Investors don't seem to understand the importance of China's economy for European stocks, particularly for Germany and Northern Europe, according to Philip Saunders, co-head of multi-asset at Investec Asset Management.

Speaking to CNBC's "Squawk Box" on Wednesday, Saunders said that Chinese demand has "been a very significant driver of growth" for those shares over the last few years. And, when that demand slips, it's led to declines.

"The extreme weakness of (European) markets last year was connected to the Chinese credit cycle, which now shows signs of turning around," Saunders said, referencing the slew of fiscal and monetary stimulus measures implemented by Beijing in 2018 and the beginning of this year.

As a result of such policies, which are set to boost growth, Saunders expressed confidence that the "very unloved" European equity markets might well "be a significant beneficiary" of that change.

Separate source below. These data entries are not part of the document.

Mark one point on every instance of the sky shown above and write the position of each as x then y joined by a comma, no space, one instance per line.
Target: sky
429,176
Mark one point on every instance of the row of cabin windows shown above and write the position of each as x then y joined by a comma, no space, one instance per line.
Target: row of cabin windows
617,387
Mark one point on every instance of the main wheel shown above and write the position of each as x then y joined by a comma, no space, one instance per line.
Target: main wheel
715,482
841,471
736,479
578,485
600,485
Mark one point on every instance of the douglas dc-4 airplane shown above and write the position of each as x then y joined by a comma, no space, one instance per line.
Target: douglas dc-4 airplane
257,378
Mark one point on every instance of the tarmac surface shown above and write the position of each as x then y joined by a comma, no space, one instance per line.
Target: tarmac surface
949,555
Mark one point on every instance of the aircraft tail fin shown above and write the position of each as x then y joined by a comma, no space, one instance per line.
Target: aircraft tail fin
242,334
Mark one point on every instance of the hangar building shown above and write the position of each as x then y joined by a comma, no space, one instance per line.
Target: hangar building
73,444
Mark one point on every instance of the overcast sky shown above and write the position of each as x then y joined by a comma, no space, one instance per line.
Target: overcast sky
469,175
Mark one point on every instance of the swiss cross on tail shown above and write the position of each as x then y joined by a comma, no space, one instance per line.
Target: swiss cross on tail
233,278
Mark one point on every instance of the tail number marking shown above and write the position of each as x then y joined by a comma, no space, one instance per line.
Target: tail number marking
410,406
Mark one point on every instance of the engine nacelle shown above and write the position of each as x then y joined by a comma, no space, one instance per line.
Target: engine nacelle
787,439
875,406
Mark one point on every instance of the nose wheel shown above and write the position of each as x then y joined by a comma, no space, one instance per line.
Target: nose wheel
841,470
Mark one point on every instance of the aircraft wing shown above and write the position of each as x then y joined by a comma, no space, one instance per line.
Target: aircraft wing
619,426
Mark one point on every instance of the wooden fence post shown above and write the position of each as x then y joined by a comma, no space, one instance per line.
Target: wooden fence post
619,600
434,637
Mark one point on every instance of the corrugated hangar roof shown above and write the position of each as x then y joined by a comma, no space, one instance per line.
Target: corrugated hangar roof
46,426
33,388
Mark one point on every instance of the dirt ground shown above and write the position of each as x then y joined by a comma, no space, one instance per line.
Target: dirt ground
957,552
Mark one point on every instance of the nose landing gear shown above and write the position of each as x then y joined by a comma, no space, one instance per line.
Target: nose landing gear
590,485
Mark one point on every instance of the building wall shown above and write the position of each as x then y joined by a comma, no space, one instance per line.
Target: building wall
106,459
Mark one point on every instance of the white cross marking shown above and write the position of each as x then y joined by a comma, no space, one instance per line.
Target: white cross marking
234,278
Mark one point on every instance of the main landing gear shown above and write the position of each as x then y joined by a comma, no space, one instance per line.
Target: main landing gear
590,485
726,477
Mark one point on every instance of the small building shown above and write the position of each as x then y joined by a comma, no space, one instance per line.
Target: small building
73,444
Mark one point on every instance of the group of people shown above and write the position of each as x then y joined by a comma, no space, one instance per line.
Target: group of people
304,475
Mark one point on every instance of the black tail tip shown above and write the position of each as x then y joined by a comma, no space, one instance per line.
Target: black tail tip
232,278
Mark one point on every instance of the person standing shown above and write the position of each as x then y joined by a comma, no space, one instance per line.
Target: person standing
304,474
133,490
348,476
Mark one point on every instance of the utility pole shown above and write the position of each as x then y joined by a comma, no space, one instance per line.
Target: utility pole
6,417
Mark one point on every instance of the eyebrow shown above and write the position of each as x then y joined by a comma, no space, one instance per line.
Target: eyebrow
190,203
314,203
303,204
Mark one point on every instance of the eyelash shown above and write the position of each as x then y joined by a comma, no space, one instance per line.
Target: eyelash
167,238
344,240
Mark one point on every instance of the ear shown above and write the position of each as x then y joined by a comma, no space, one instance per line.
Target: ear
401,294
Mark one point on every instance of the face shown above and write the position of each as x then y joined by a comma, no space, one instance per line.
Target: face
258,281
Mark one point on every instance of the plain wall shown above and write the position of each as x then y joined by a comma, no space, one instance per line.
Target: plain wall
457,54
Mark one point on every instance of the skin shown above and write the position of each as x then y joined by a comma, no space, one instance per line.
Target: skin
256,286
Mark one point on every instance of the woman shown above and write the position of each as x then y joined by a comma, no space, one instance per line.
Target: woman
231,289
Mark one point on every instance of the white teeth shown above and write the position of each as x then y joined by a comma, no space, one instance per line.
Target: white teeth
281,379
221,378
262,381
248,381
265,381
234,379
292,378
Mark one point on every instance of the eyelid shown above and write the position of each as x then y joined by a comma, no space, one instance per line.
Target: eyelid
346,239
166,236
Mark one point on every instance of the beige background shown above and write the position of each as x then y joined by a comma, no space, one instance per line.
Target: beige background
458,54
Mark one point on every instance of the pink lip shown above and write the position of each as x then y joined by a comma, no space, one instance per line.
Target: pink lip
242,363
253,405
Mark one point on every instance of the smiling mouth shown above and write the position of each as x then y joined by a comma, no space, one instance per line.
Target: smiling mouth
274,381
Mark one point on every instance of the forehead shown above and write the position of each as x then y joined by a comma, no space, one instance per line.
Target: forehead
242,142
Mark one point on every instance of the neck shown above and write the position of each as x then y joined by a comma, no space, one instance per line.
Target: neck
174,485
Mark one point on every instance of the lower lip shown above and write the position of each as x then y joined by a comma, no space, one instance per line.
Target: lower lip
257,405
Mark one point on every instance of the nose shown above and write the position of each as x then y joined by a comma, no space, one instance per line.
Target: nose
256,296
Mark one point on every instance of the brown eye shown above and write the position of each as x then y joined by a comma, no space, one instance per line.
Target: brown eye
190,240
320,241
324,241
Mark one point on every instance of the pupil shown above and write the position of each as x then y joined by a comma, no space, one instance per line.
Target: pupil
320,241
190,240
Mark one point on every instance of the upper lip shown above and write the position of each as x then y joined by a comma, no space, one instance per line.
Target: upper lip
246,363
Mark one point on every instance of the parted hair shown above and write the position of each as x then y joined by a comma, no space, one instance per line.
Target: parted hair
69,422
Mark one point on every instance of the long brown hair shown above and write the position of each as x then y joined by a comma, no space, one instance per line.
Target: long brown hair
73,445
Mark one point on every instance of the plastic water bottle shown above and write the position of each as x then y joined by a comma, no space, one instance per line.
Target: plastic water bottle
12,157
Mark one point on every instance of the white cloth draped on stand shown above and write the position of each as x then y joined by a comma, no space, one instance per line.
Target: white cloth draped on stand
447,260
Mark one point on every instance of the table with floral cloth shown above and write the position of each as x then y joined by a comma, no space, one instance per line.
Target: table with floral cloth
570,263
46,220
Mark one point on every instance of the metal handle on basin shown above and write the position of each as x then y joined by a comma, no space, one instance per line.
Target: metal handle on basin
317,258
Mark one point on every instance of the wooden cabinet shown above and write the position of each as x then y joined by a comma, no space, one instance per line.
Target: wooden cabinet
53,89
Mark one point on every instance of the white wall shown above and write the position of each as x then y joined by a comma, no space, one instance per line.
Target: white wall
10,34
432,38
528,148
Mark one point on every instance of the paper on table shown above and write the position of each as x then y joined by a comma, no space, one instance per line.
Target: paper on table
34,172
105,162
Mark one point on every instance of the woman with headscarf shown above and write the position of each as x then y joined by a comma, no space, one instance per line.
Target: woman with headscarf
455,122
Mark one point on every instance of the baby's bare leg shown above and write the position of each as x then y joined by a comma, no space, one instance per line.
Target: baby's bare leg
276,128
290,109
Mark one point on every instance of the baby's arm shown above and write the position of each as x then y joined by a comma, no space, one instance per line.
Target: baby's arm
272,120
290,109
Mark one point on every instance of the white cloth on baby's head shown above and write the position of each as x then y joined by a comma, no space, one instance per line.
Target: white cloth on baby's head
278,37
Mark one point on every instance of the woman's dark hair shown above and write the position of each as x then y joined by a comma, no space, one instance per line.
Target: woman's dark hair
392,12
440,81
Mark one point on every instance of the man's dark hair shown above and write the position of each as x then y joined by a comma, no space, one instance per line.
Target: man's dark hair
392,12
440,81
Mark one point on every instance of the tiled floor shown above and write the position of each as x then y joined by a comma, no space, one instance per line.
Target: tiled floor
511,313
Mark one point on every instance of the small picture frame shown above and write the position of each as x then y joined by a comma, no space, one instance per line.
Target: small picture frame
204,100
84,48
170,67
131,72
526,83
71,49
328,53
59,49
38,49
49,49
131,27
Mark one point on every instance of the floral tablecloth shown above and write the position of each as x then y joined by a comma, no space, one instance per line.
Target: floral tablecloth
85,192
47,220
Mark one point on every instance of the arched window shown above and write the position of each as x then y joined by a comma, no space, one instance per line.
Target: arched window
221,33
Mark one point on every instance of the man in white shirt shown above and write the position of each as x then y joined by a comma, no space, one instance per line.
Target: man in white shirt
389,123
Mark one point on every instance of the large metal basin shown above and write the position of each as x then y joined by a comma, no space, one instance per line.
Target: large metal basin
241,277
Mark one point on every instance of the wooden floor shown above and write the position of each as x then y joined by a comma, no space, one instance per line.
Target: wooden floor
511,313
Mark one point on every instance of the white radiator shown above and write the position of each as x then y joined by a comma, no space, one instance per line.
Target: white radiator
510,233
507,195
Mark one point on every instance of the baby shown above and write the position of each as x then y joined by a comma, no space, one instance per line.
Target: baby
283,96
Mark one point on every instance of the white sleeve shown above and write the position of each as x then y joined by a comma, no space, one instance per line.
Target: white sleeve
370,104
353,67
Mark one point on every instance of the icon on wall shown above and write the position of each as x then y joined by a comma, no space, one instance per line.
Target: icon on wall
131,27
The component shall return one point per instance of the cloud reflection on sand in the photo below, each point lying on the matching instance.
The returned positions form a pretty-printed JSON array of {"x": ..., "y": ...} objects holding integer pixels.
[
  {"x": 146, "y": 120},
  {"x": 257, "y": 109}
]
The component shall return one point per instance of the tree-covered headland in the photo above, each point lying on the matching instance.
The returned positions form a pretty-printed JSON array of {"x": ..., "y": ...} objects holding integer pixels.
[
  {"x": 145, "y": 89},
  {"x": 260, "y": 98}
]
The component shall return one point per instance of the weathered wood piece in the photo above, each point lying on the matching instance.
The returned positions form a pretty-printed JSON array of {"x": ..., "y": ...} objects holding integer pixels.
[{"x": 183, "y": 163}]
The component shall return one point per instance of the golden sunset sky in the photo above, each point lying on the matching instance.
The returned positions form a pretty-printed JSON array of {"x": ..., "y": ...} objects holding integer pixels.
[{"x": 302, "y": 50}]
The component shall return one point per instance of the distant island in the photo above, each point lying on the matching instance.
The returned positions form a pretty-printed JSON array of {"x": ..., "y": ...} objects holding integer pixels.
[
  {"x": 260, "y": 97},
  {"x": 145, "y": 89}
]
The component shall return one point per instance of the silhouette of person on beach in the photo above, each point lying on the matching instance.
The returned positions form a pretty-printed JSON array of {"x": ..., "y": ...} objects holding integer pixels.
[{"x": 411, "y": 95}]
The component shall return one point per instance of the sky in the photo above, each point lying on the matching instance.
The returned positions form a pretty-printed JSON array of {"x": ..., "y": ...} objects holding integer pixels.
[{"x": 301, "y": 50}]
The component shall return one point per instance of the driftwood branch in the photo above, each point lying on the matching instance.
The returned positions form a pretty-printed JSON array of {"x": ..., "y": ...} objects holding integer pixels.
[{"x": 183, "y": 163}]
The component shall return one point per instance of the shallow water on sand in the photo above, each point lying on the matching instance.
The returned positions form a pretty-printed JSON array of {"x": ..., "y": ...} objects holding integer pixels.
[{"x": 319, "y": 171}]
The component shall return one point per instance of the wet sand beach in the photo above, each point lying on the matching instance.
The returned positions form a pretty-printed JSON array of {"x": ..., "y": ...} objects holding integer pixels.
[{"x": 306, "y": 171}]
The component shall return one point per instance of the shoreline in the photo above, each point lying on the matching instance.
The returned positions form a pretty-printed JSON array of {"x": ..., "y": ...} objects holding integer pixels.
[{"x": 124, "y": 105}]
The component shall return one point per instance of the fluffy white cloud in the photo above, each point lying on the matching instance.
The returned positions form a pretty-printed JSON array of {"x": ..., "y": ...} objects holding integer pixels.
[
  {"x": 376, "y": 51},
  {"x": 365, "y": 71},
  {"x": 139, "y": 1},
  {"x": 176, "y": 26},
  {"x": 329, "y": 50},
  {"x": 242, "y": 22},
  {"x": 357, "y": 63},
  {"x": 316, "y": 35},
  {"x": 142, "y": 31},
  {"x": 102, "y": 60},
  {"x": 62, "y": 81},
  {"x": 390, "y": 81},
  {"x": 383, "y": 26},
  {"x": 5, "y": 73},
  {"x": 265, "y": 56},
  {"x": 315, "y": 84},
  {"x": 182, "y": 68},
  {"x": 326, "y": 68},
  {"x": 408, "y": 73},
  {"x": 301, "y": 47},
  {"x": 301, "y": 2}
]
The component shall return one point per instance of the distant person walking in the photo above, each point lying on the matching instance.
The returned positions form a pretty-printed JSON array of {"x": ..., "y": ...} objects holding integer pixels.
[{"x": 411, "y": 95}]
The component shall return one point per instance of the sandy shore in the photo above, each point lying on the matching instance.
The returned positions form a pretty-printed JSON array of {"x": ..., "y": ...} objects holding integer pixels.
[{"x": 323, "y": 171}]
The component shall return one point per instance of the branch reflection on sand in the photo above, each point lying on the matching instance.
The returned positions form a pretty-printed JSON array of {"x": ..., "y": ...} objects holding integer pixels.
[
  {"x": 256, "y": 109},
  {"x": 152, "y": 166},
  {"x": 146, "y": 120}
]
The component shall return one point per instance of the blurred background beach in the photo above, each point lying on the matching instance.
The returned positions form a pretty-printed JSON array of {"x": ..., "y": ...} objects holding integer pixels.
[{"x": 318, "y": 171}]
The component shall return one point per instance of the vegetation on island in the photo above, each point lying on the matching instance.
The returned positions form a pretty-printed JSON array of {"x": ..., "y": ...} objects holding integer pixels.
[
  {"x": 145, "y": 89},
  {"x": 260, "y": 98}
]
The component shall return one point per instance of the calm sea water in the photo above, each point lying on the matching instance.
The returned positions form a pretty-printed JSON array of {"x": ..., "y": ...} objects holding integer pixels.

Moreover, Saunders said an increase in Chinese demand is likely to have a positive impact on Europe's overall economy. China has been the second-largest trading partner for the European Union, contributing to 15.3 percent of the value of EU imports and exports in 2017, according to the European Commission.

Still, Saunders said, not all European equities are necessarily going to rise after Chinese domestic stimulus kicks in. Rather, companies with direct links to demand in China will be poised to benefit the most, he added.

In particular, he said: "Banks are very heavily beaten up and they could well surprise. So, for investors, basically, who missed out on this particular moving market, I think there may be opportunities to highlight areas that really haven't responded adequately to all the changes."

Among European Union nations, Germany was the largest exporter of goods to China (87 billion Euros) in 2017, according to the European Commission's Eurostat.